Give government institutions and the Information Commissioner authority to decline to process requests or complaints that are frivolous or vexatious.
Currently under the Access to Information Act, there are no limits on the number of requests that an individual can submit, nor on how broad a request can be.
There are examples of individuals making hundreds of requests in a year to the same operational area of a government institution, or requesting all emails of a certain employee for a number of years.
Open government efforts seem unlikely to reduce the impact of requests of this nature.
Multiple requests from the same requestor and very broad requests can (whether intentionally or not) interfere with an institution's ability to do its other work. This can have a negative impact on an institution's resources and its ability to respond to other requests.

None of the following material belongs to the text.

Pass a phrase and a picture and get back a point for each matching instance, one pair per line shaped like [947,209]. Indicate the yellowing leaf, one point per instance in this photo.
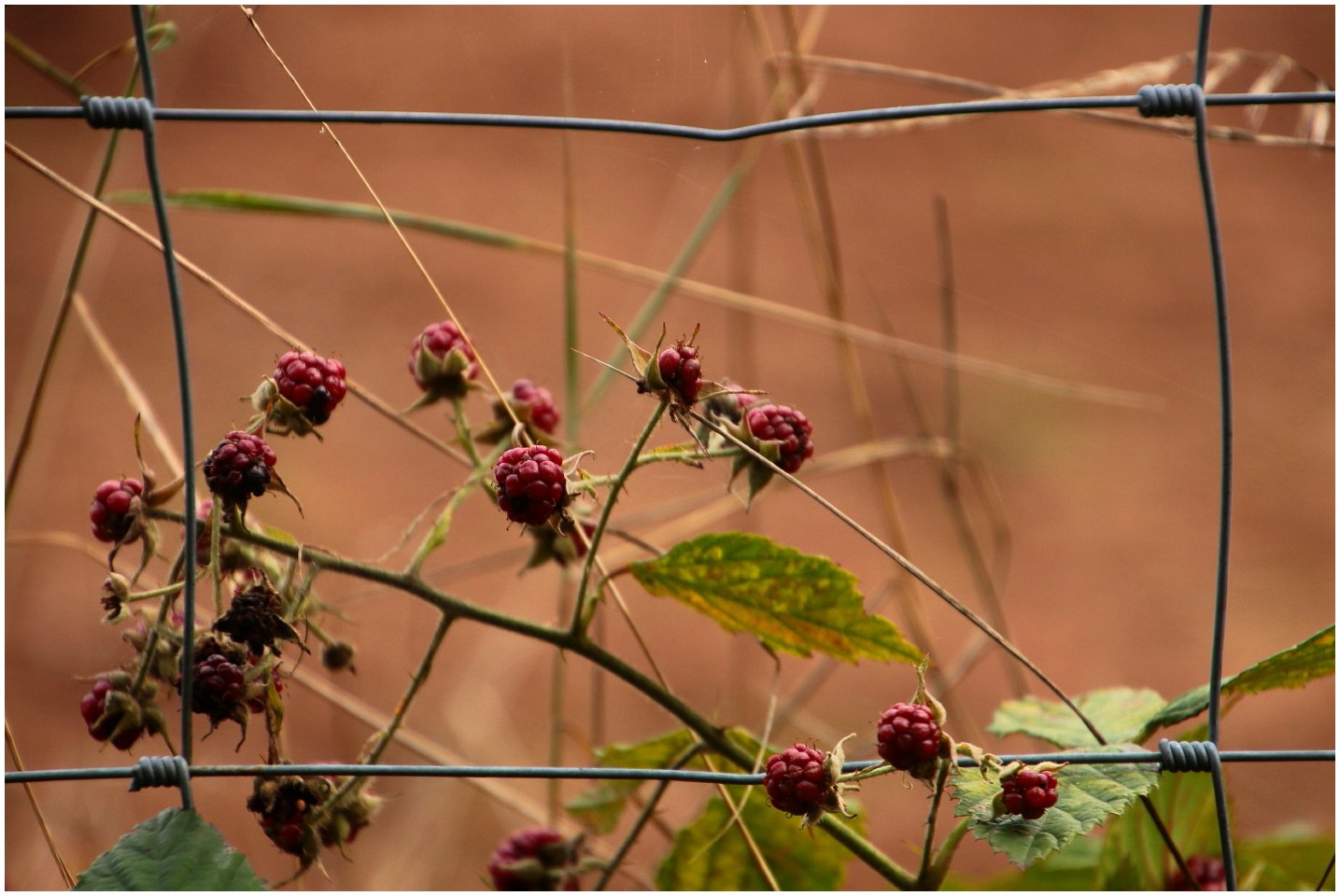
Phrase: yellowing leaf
[788,600]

In turn, over-demand can have a negative impact on the right of access of other requestors. It can also place a strain on public resources: in 2014-, the Government of Canada received 68,193 access to information requests and spent over $67 million in direct costs to administer the Access to Information Act.
These types of requests (sometimes called frivolous and vexatious requests) may not be consistent with the Act's purpose of strengthening the accountability of government to its citizens and furthering public debate in an open and democratic society.
Jurisdictions that grant institutions the right to decline to process "frivolous and vexatious" requests generally ensure careful oversight to ensure the authority is properly exercised.
The legislation of British Columbia, Alberta, New Brunswick, Prince Edward Island, Newfoundland and Labrador allow government institutions to decline to process "frivolous and vexatious" requests, subject to the prior approval of their provincial Information Commissioner.